Tumi Sekhukhune

Personal information
- Full name: Tumi Sphindile Sekhukhune
- Born: 21 November 1998 (age 27) Johannesburg, South Africa
- Nickname: Stumza
- Batting: Left-handed
- Bowling: Right-arm medium
- Role: Bowler
- Relations: Kabelo Sekhukhune (cousin)

International information
- National side: South Africa (2018–present);
- Test debut (cap 64): 27 June 2022 v England
- Last Test: 28 June 2024 v India
- ODI debut (cap 83): 16 September 2018 v West Indies
- Last ODI: 2 November 2025 v India
- T20I debut (cap 50): 24 September 2018 v West Indies
- Last T20I: 20 September 2024 v Pakistan
- T20I shirt no.: 12

Domestic team information
- 2012/13–2017/18: Easterns
- 2018/19–2020/21: North West
- 2021/22–present: Central Gauteng

Career statistics
| Competition | WTest | WODI | WT20I |
| Matches | 2 | 26 | 37 |
| Runs scored | 49 | 25 | 6 |
| Batting average | 49.00 | 4.16 | 3.00 |
| 100s/50s | 0/0 | 0/0 | 0/0 |
| Top score | 33* | 6* | 3 |
| Balls bowled | 210 | 1,106 | 639 |
| Wickets | 2 | 22 | 38 |
| Bowling average | 73.50 | 39.13 | 19.36 |
| 5 wickets in innings | 0 | 0 | 0 |
| 10 wickets in match | 0 | 0 | 0 |
| Best bowling | 1/70 | 2/20 | 3/20 |
| Catches/stumpings | 0/– | 5/– | 15/– |

Medal record
Women's cricket
Representing South Africa
ICC Cricket World Cup
| Runner-up | 2025 India |  |
ICC T20 World Cup
| Runner-up | 2024 UAE |  |
- Source: Cricinfo, 15 October 2024

= Tumi Sekhukhune =

South African cricketer

Tumi Sphindile Sekhukhune (born 21 November 1998) is a South African cricketer who plays as a right-arm fast-medium bowler. She made her international debut for South Africa in September 2018.

==Career==
In August 2018, she was named in the South Africa Women's squad for their series against the West Indies Women. She made her Women's One Day International cricket (WODI) debut for South Africa against West Indies Women on 16 September 2018. She made her Women's Twenty20 International cricket (WT20I) debut for South Africa against West Indies Women on 24 September 2018.
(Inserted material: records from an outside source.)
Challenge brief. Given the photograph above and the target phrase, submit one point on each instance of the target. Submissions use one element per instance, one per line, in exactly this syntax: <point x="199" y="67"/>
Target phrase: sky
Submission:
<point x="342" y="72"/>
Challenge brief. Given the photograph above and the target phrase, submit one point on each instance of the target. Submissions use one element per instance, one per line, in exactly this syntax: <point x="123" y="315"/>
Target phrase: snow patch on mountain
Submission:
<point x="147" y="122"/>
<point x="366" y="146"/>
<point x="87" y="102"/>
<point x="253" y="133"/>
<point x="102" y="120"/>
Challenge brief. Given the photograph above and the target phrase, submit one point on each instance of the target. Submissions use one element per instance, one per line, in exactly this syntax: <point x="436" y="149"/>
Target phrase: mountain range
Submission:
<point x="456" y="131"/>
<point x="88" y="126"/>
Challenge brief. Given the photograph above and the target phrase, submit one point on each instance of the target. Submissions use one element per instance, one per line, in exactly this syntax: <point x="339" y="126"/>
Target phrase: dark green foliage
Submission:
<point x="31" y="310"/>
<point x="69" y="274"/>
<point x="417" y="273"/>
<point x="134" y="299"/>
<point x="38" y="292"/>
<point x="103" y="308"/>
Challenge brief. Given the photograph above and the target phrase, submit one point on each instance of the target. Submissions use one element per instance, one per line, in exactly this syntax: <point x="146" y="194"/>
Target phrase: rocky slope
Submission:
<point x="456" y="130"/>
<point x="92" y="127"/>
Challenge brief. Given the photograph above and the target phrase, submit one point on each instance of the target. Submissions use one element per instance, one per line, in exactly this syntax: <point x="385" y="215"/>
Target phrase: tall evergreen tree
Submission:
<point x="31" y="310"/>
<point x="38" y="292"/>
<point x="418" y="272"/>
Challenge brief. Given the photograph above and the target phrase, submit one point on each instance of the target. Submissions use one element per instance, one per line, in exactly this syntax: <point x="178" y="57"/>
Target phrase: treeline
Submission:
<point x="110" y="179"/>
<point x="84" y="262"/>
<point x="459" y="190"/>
In October 2018, she was named in South Africa's squad for the 2018 ICC Women's World Twenty20 tournament in the West Indies. In February 2019, Cricket South Africa named her as one of the players in the Powerade Women's National Academy intake for 2019. In August 2019, she was named the International Women's Newcomer of the Year at Cricket South Africa's annual awards ceremony.

In September 2019, she was named in the Devnarain XI squad for the inaugural edition of the Women's T20 Super League in South Africa. In January 2020, she was named in South Africa's squad for the 2020 ICC Women's T20 World Cup in Australia. On 23 July 2020, Sekhukhune was named in South Africa's 24-woman squad to begin training in Pretoria, ahead of their tour to England.
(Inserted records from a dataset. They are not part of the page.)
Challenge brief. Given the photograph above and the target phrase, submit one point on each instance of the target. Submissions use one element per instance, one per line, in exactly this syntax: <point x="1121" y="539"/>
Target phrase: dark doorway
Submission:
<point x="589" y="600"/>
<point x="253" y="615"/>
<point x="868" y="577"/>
In February 2022, she was named in South Africa's team for the 2022 Women's Cricket World Cup in New Zealand. In June 2022, Sekhukhune was named in South Africa's Women's Test squad for their one-off match against England Women. She made her Test debut on 27 June 2022, for South Africa against England. In July 2022, she was named in South Africa's team for the cricket tournament at the 2022 Commonwealth Games in Birmingham, England. However, she was later ruled out of the tournament due to injury.

She was named in the South Africa squad for the 2024 ICC Women's T20 World Cup and for the T20 part of their multi-format home series against England in November 2024.